Further searching shows colic could be related to any of the following:
- Over stimulation
- Over tiredness
- Cows milk protein allergy and/or lactose intolerance
- Tongue tie
- Parental anxiety/stress or PND
- Birth trauma
- Food intolerance’s passed through mothers milk
- Strict enforcement of routines
- Separation from parents
- Trapped Wind
- Plus many more…
There are studies that suggest colic is caused by unresponsive parenting practices and whilst I don’t doubt that parenting practices have a massively important effect on babies, it would be wrong to assume that a baby who has colic, has so because of less responsive or affectionate parent(s).
So how do you diagnose colic or more specifically infantile colic?
The most common criteria used in medical circles is the Wessel Criteria. Dr Morris Wessel came up with his definition in the 1970s, which defined a colicky infant as a child who cried for more than three hours a day, for more than three days a week, for over three weeks. His definition was not considered scientific, but has stuck. It is often referred to as “the rule of threes” and these rules collectively as the Wessel Criteria.
So, colic is a term that is used to define a baby that cries, a lot and no one knows why. There appears to be no singular cause, which means no singular treatment. In fact, it is not actually known if the crying is because they are in pain. Compounding this, many of the signs believed to indicate pain are simply common signs of a distressed baby who has cried a lot (drawing in of arms and legs, a firm/hard stomach). If the cause cannot be isolated, how can you even begin to treat colic?
I see anti-colic bottles, anti-colic teats, anti-colic diets, colic drops and more. But how can you treat something that isn’t, it isn’t a specific disease or disorder. In short, you can’t. This is why I used the term conspiracy, many of the anti-colic aids are targeting a singular, specific cause, mostly trapped wind. But as we now know, trapped wind does not equal colic.

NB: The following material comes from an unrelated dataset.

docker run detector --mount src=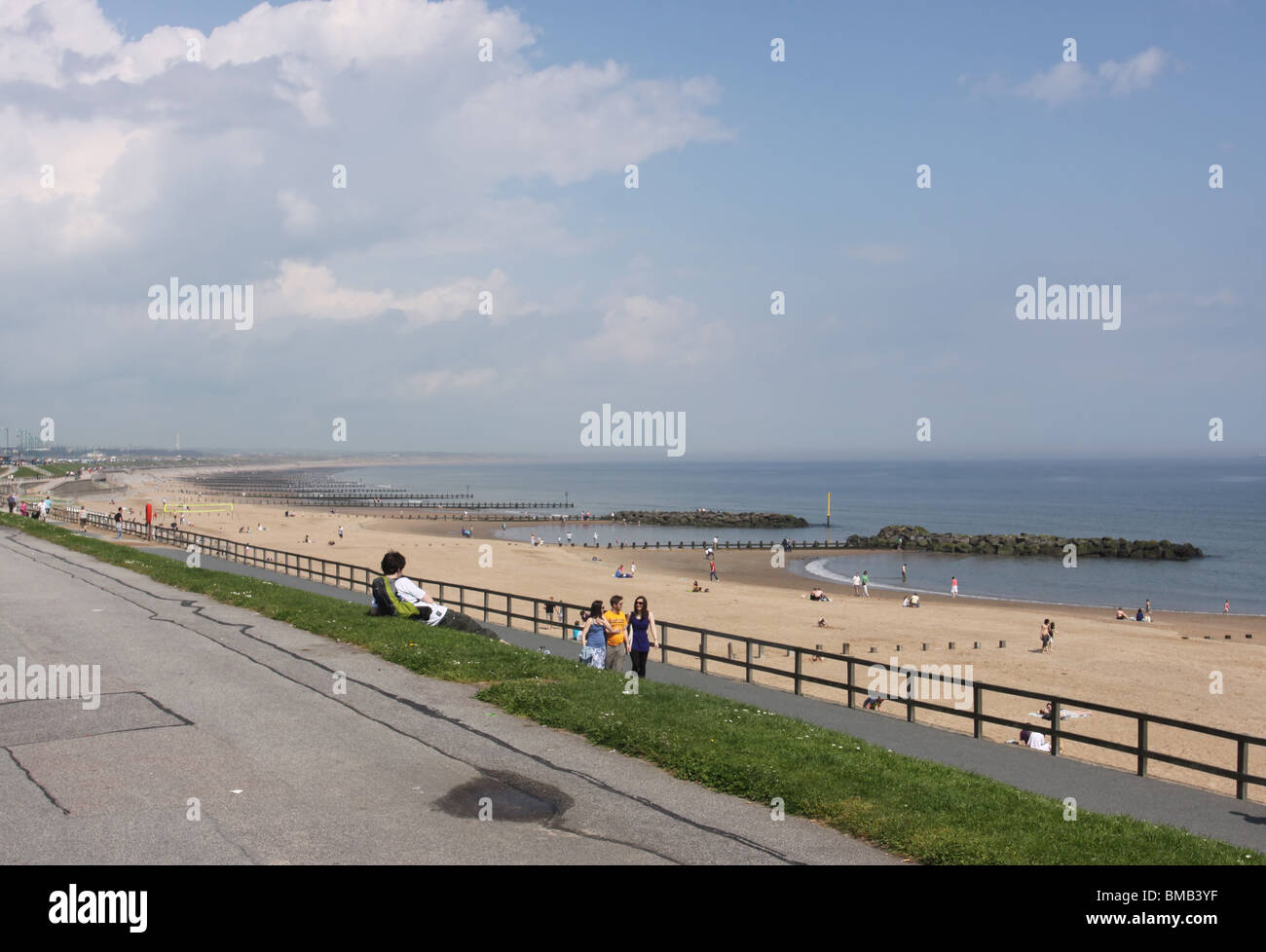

Many remedies contain Simethicone (AKA ‘Activated Dimethicone’) as the active ingredient (a mix of silicone oil and silica gel), with the theory being that it lowers surface tension, causes bubbles to coalesce and makes it easier for gases to dissolve in liquid, thus easing the passage of painful trapped wind. It is found in many of the market leaders “colic drops” such as Dentinox and Infacol (more on Infacol here). Research has shown Simethicone used to treat colic to be no more effective than a placebo! Probiotic remedies have also been shown to be ineffective, but I cannot find the study for the life of me, so will say no more on that subject.
Infantile colic as a definition is wide ranging and non specific, it is bandied about and highly misunderstood. Unfortunately it has become deeply engrained in society, through several generations, to be synonymous with a windy baby and the anti-colic products marketed, merely perpetuate that assumption.
Colic effects as many as 1 in 6 babies and usually peaks at around 6 weeks and subsides rapidly by 12 weeks old. Many appear to suffer the worst in the evenings between 1700 and 2200.
What to do if your child has colic?
Try to narrow down the cause, here are a few suggestions that may help:
- Visit a lactation consultant/breastfeeding councillor to check for tongue tie, even if bottle feeding.
- If breastfeeding, assess your diet. Certain foods could cause a reaction in your little one.
- If your birth was particularly short or long, or if the baby was delivered by c-section, ventouse or forceps; Consider visiting a chiropractor or cranial osteopath.
- Read up on the Fourth Trimester, you could start here.
- Wait it out. Get as much support as you can, they will outgrow the colicky stage, remember, however bad it may become, “This Too Shall Pass”.